Alfred de Falloux à l'abbé Couvreux

23 novembre 1878

Cher Monsieur l’abbé,

Mme de Castellane, toute malade, me fait dire que vous êtes vous-même tout souffrant, et pour moi je compte encore mes paroles comme on compte les gouttes d’un poison ou d’une liqueur précieuse. C’est, dans les deux sous, bien injuste pour ce que j’aurais à dire. Mais enfin, il faut subir cette loi, et nous tourner tous vers Melle Dubois, afin qu’elle vienne à notre commun secours. Dieu veuille qu’elle m’annonce bientôt vos diverses guérisons !

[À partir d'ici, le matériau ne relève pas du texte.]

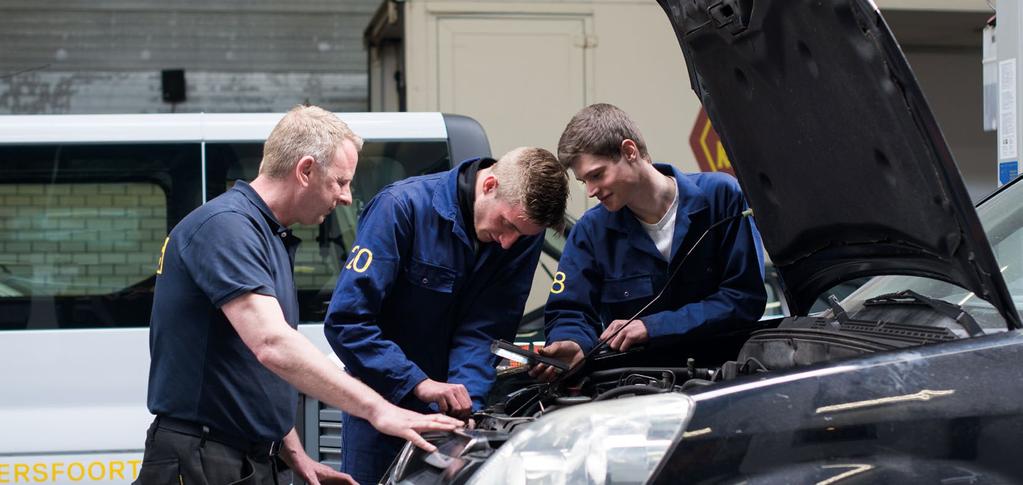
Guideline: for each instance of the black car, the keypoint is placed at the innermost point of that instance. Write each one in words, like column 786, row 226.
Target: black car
column 914, row 378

Quand vous pourrez tous vous-même la plume, je vous demanderai instamment un résumé de vos observations à Tours, précédé d’une première esquisse des verbiages de M. Mermillod1 à Rochecotte. L’Univers de ce matin apporte une analyse de son discours au cercle tourangeau. C’est parfaitement raisonnable, et même hardi, dans un certain sens, car il proclame que l’œuvre ne doit pas s’occuper de politique ce qui est bien dur pour M. de Mun !

Vous vous êtes plaint d’une commission que je m’étais permis de vous donner près de la jeune marquise. J’ose espérer que vous trouverez celle-ci plus convenable et que vous aurez la bonté de vous en charger. Il s’agirait de savoir d’elle quel joli livre anglais et illustré on peut donner à une fille de onze ans très intelligente, dans les prix de 10 à 20 fr. Notez bien que j’entends joli pour le texte comme pour l’illustration et la reliure. Je vouerai la plus vive reconnaissance à qui me donnera une bonne indication sur ce chapitre délicat.

Statu quo au Bourg d’Iré, ce qui implique, comme de juste, une grande fidélité dans tous les sentiments.

Falloux

Cette lettre était écrite lorsque arrive celle de Mme de Castellane. Nous la remercions mille fois et M. de Bennetot2 est bien reconnaissant du post-scriptum.

1Mermillod, Gaspard (1824-1892, ordonné prêtre en 1847, il fut nommé curé à Genève (1857), chargé du canton de Genève (1864), puis vicaire apostolique de Genève, détaché de Lausanne (1873), ce qui provoqua une réaction du gouvernement suisse et son exil. Intransigeant, proche des frères Veuillot, il figurait parmi les partisans les plus ardents d'une définition de l'infaillibilité pontificale. Il sera nommé cardinal en 1890.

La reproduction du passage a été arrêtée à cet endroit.